During the episodes, you’ll find yourself raising a great deal of questions about almost everything surrounding the Haibane. Almost none of these questions will be explained to you directly, but the anime is filled with clues, usually in the form of symbolism, to provide you with indirect answers. It definitely is a thought-provoking anime, and if you’re into those kinds of shows, you’ll love piecing the clues together, in order to find out new things each time. While it does this, even if you aren’t paying full attention all the time, you’ll still have a pretty good idea what’s going on and you’ll most likely figure out the big lines behind the story of the Haibane without too much effort, unlike some other shows that do this, like Serial Experiments Lain.
It really pains me not to go further into the story, but any more than this will spoil the experience. Basically, Haibane Renmei starts off by giving you a friendly, and while not perfect enough to be called a Utopia, a peaceful feeling. The anime won’t actually corrupt these feelings, but not everything is as perfect as it appears to be at first sight.
On to the animation department. It was incredibly well animated. I’m not specifically talking about the quality of the static art here (although it was very well done, albeit a bit aged), but more about the quality of how the animation “flows”. The scooter scene in the OP is an excellent example of what I’m talking about.
The music was, or is actually (listening to the OST as I’m writing this) very soothing and is the perfect fit for this series. The opening theme, in combination with its visuals, instantly became one of my favorite OPs, not even once while watching this did I skip it. The ending theme is also very fitting. While it’s just as soothing, it’s also very melancholic and feels especially in place in the later episodes.
In case you haven’t noticed yet, in which case I suggest you actually read the above, I just became a huge Haibane Renmei fan. Don’t let this beacon of praise fool you though; I can definitely see why some people wouldn’t like Haibane Renmei.

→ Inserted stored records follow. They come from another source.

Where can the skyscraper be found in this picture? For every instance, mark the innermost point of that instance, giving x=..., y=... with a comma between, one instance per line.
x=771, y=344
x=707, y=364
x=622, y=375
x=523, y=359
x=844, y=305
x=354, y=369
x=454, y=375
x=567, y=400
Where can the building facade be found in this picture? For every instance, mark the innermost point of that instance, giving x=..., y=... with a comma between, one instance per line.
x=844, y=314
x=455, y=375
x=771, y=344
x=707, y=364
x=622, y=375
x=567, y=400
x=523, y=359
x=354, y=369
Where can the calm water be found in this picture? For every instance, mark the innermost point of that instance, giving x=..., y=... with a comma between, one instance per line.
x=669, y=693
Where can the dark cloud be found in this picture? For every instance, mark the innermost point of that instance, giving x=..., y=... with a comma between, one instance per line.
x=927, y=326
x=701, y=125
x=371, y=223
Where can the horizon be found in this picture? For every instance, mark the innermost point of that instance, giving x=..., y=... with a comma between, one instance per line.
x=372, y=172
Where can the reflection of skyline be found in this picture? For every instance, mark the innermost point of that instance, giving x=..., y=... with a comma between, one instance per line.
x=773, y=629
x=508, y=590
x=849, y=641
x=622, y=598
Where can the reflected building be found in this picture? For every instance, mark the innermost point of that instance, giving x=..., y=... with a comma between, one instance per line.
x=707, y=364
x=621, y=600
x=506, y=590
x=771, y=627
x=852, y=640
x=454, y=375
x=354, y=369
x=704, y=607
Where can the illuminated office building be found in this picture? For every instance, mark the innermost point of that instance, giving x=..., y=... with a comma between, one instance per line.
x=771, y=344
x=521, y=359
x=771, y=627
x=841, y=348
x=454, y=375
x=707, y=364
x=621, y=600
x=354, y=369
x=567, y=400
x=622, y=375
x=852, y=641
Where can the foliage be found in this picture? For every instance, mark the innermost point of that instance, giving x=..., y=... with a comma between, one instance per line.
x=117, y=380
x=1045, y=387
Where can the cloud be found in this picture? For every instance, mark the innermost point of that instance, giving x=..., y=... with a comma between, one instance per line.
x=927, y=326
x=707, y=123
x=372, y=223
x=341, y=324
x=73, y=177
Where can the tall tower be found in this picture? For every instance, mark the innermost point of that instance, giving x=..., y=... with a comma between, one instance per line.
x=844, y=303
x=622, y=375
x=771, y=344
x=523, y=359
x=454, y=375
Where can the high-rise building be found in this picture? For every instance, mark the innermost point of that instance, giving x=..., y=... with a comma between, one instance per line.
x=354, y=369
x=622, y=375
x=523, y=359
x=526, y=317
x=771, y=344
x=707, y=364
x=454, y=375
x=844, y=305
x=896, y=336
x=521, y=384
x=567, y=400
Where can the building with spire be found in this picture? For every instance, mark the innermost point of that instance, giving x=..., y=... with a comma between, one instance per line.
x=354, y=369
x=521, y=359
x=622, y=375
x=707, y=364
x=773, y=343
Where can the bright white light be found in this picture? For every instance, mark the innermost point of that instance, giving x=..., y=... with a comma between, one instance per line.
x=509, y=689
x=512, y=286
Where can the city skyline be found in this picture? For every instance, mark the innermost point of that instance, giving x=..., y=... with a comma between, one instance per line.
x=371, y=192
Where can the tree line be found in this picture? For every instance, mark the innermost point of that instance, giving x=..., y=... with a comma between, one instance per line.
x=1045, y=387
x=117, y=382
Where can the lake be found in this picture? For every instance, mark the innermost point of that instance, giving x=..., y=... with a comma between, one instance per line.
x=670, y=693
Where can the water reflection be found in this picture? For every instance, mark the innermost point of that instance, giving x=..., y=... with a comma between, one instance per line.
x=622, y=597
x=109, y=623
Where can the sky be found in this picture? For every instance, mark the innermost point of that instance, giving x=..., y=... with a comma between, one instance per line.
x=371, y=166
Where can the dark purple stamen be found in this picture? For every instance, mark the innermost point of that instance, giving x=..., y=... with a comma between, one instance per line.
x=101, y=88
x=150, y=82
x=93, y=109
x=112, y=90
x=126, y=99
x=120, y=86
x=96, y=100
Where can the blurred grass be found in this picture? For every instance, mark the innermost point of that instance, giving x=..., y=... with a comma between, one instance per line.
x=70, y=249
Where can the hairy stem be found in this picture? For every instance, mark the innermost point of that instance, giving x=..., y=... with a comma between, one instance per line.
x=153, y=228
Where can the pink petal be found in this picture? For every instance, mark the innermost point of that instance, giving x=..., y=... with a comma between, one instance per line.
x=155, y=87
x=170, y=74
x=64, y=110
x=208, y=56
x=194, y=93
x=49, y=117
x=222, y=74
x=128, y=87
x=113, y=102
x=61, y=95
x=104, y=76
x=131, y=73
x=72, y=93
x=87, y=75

First of all, it’s slow-paced. While I had no moments of boredom while watching this, someone less interested in the slice-of-life genre probably will have a couple of dull ones during the first half of the series. Another big one: the show gives no complete closure. The finale really is incredible in more ways than one, but not all of your questions will be answered, leaving plenty to the imagination, which is either a very positive thing, or a big turnoff, depending on what you’re looking for in anime.